Maintain an alcohol consumption of no more than one drink per day for women and two drinks per day for men. More than that, your risk increases exponentially! Excessive drinking has been linked to hemorrhagic strokes (when there is bleeding in the brain), which are usually less severe but can be fatal if not treated immediately. Even moderate amounts of alcohol increase your chances of having an irregular heartbeat; this condition could lead to sudden stroke symptoms like paralysis or loss of speech. Additionally, it may cause other health issues such as liver disease and cancer. So remember: keep it low!
Exercise regularly by engaging in at least 30 minutes of physical activity every day – even if it’s just walking around the block. This will not only help to reduce blood pressure and cholesterol, but it can also prevent weight gain and obesity!
Maintain a healthy weight by eating well and exercising regularly. Being overweight or obese increases your risk of high blood pressure, heart disease, diabetes, and stroke.

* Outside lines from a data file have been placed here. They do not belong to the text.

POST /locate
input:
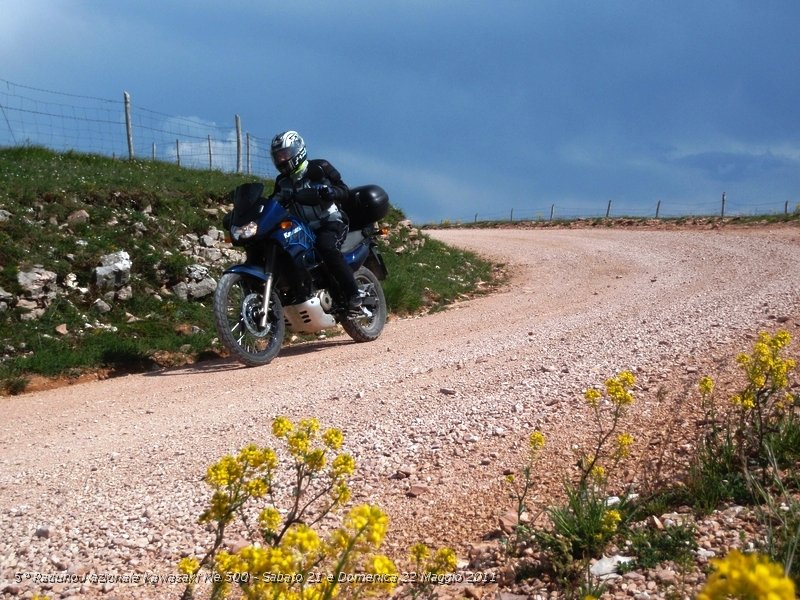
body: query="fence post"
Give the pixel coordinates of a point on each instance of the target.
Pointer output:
(128, 126)
(249, 166)
(238, 144)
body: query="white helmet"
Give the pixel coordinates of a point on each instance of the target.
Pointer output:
(289, 154)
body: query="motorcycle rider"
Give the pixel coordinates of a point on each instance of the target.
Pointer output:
(313, 190)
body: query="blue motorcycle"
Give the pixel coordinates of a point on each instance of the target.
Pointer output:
(284, 285)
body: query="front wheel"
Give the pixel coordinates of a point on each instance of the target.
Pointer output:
(238, 308)
(366, 324)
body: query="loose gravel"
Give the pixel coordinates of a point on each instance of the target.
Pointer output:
(103, 480)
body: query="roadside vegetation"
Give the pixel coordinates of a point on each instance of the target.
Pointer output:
(745, 452)
(63, 212)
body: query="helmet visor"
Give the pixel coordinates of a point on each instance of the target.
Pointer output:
(283, 159)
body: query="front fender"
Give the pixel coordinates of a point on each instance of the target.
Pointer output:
(250, 270)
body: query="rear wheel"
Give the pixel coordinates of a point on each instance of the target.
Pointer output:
(366, 324)
(238, 308)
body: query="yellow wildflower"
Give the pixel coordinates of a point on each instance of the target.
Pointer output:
(310, 426)
(611, 519)
(343, 465)
(315, 460)
(270, 519)
(419, 553)
(333, 439)
(624, 443)
(281, 427)
(188, 565)
(444, 561)
(747, 576)
(536, 441)
(598, 473)
(298, 443)
(706, 386)
(256, 488)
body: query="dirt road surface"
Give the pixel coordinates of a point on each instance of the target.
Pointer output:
(106, 477)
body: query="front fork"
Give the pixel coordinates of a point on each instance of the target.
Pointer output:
(269, 268)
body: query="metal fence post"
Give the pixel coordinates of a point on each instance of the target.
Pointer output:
(128, 126)
(238, 144)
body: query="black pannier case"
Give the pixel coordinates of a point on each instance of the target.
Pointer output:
(365, 205)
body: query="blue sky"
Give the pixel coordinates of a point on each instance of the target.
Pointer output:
(460, 108)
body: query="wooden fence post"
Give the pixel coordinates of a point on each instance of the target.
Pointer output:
(128, 126)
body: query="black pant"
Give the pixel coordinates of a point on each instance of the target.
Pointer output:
(330, 236)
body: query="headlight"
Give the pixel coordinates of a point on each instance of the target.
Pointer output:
(244, 232)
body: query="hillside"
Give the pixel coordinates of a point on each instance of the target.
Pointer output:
(106, 266)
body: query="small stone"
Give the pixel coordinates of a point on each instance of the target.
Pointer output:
(417, 490)
(43, 532)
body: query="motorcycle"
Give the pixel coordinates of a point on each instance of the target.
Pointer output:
(284, 286)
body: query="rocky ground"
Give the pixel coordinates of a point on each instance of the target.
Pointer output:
(104, 478)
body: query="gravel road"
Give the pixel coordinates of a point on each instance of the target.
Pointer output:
(105, 477)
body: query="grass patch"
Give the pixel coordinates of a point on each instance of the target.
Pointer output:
(64, 211)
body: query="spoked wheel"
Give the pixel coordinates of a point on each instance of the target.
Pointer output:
(238, 309)
(365, 324)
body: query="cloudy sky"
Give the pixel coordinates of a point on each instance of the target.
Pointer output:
(460, 108)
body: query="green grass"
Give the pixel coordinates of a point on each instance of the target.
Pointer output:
(145, 207)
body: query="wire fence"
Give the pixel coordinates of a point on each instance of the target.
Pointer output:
(722, 207)
(120, 128)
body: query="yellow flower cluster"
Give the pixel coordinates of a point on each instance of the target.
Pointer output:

Make sure you eat right so that the food you’re putting into your body doesn’t increase its chances of developing these conditions – rather decrease them!
Eat plenty of fruits (and veggies), nuts (like almonds), and whole grains which provide important nutrients like fiber; when eaten in moderation they can lower LDL (“bad”) cholesterol levels while increasing HDL (“good”) cholesterol levels making for better cardiovascular health overall. Also, make sure you limit the consumption of trans fats as much as you can.
Follow these five healthy habits, and be sure to see your doctor regularly so that he or she can assess your risk of stroke! It’s never too early to start taking care of yourself but it is always better late than never! The more effort you put into being proactive about preventing strokes the easier they are to treat if/when they do occur. Prevention is the best medicine after all – don’t wait until it’s too late before making a change in lifestyle choices!